Madison is a unique student town unrivaled, I think, by any campus in the country. And though these words may seem biased, or easily dismissible as the ramblings of a nostalgic fifth-year senior on his way out, they are ones I will firmly stand by.
As a contributing writer for The Daily Cardinal for more than two years now (and holding a desire to see old high school friends spread out over the Midwest), I have traveled to almost every Big Ten campus and have not found a single one that even compares. Madison is a special place and this ""specialness"" is in many ways exemplified by the atmosphere created on game day Saturdays.
In a Wisconsin State Journal article leading up to last week's game, Penn State coach Joe Paterno echoed this statement describing Madison, due to its fan support, as one of the toughest places to play in the Big Ten. ""I think the Wisconsin crowd is as loud as any crowd we've played before,"" he said.

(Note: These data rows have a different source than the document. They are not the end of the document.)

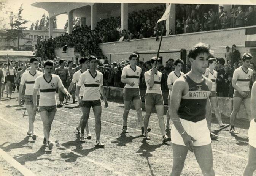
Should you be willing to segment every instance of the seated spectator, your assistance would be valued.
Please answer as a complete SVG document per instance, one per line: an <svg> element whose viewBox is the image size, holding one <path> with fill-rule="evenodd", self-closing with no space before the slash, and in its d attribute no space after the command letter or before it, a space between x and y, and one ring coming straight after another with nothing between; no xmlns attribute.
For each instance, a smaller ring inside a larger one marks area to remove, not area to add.
<svg viewBox="0 0 256 176"><path fill-rule="evenodd" d="M221 18L220 23L222 26L222 29L228 29L230 28L231 19L230 17L227 16L227 12L226 11L224 12L224 16Z"/></svg>
<svg viewBox="0 0 256 176"><path fill-rule="evenodd" d="M256 24L256 14L255 12L253 10L251 6L249 7L249 13L245 17L245 25L246 26L253 26Z"/></svg>
<svg viewBox="0 0 256 176"><path fill-rule="evenodd" d="M227 63L228 63L229 61L231 60L232 58L232 53L229 51L230 47L229 46L226 47L226 53L225 53L225 58L227 60Z"/></svg>
<svg viewBox="0 0 256 176"><path fill-rule="evenodd" d="M237 8L238 12L236 15L235 15L235 27L242 27L244 26L245 13L242 11L242 8L239 6Z"/></svg>

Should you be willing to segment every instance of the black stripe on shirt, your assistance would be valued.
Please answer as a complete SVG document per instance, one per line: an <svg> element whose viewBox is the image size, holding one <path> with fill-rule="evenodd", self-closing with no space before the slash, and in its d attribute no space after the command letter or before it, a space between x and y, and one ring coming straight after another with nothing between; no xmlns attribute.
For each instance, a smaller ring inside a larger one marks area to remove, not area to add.
<svg viewBox="0 0 256 176"><path fill-rule="evenodd" d="M138 76L126 76L126 78L140 78Z"/></svg>
<svg viewBox="0 0 256 176"><path fill-rule="evenodd" d="M34 84L34 81L26 81L26 84Z"/></svg>
<svg viewBox="0 0 256 176"><path fill-rule="evenodd" d="M56 91L56 88L55 89L40 89L40 92L52 92Z"/></svg>
<svg viewBox="0 0 256 176"><path fill-rule="evenodd" d="M250 79L237 79L238 81L250 81Z"/></svg>
<svg viewBox="0 0 256 176"><path fill-rule="evenodd" d="M100 85L99 84L84 84L84 87L99 87L100 86Z"/></svg>

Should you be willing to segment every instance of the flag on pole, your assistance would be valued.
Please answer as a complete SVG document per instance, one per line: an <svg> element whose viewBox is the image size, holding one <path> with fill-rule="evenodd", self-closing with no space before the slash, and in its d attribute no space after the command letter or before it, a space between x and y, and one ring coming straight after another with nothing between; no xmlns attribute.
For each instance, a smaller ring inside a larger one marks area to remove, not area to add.
<svg viewBox="0 0 256 176"><path fill-rule="evenodd" d="M166 10L164 12L164 13L163 15L163 16L160 19L158 20L157 22L156 23L158 23L161 21L163 21L164 20L166 20L170 16L170 13L171 11L171 4L169 4L168 7L166 8Z"/></svg>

Wisconsin Head Coach Barry Alvarez went one step further in a letter he issued to students last week detailing, among other things, how the Indianapolis Star recently rated Camp Randall as having the absolute best game day atmosphere in all the Big Ten.

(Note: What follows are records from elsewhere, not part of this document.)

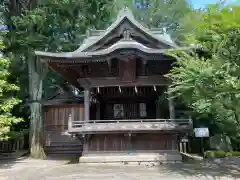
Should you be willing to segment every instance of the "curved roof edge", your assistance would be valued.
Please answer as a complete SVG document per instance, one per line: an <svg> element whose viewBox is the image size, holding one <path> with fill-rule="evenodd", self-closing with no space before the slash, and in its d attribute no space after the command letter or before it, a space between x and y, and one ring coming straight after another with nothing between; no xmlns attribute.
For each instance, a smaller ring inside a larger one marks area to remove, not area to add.
<svg viewBox="0 0 240 180"><path fill-rule="evenodd" d="M106 55L120 49L137 49L147 54L161 54L161 53L164 53L165 51L188 50L190 48L182 47L182 48L172 48L172 49L152 49L136 41L122 40L113 44L107 49L102 49L102 50L93 51L93 52L73 51L73 52L65 52L65 53L51 53L51 52L35 51L35 54L37 56L55 57L55 58L90 58L94 56Z"/></svg>
<svg viewBox="0 0 240 180"><path fill-rule="evenodd" d="M136 26L137 28L139 28L140 30L142 30L152 38L156 39L157 41L165 43L170 47L175 47L175 48L178 47L168 34L159 34L159 33L156 34L154 33L154 31L156 32L157 28L154 28L151 30L144 27L141 23L139 23L134 18L132 11L129 8L125 7L119 11L117 19L112 23L111 26L109 26L105 31L102 31L102 30L99 30L98 32L93 31L93 32L97 32L95 34L96 36L90 36L89 38L86 38L82 43L82 45L80 45L80 47L75 50L75 52L84 51L87 48L99 42L102 38L107 36L107 34L111 33L125 18L128 19L134 26ZM168 36L168 37L165 37L165 36Z"/></svg>

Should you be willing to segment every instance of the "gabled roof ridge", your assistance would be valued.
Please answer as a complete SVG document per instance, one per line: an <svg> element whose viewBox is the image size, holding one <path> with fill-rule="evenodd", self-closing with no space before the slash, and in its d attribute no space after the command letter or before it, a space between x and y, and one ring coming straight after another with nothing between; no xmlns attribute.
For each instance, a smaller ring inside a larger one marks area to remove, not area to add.
<svg viewBox="0 0 240 180"><path fill-rule="evenodd" d="M145 33L147 33L148 35L150 35L151 37L155 38L158 41L162 41L163 43L171 46L171 47L175 47L177 48L177 45L175 43L172 42L168 42L166 40L164 40L163 38L157 38L154 36L154 33L151 32L151 29L146 28L145 26L143 26L141 23L139 23L135 17L133 16L132 11L125 7L123 9L121 9L118 13L117 19L111 24L111 26L109 26L104 32L102 32L99 36L90 36L89 38L92 39L92 41L90 40L88 43L87 41L89 40L89 38L85 39L85 43L83 43L78 49L76 49L74 52L81 52L86 50L87 48L91 47L92 45L94 45L95 43L97 43L98 41L100 41L102 38L104 38L107 34L109 34L111 31L113 31L124 19L128 19L131 23L133 23L137 28L139 28L140 30L144 31Z"/></svg>

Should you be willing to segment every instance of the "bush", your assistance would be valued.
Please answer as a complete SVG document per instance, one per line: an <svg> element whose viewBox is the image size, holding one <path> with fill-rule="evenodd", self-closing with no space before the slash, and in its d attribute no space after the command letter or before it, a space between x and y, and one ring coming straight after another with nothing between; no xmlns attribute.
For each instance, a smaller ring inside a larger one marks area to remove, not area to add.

Despite Saturday's outcome, my sister left Sunday with the same renewed respect for the state that she chose to move so far away from. She promised her next visit would be soon and took with her three souvenirs she had bought from the bookstore. They were three different pictures of three different scenes of Madison, together collectively capturing the very essence of the city. The first was a picture of the terrace on a beautiful summer day with numerous sailboats in the background. The second was a shot of the Capitol, gloriously lit up at night. The third was of the stands of Camp Randall filled to the brim with screaming UW fans. ""It looks like it must have been a big game,"" she said, saving this third photograph for last.
I took a long look at the sea of red and white and told her I had no idea.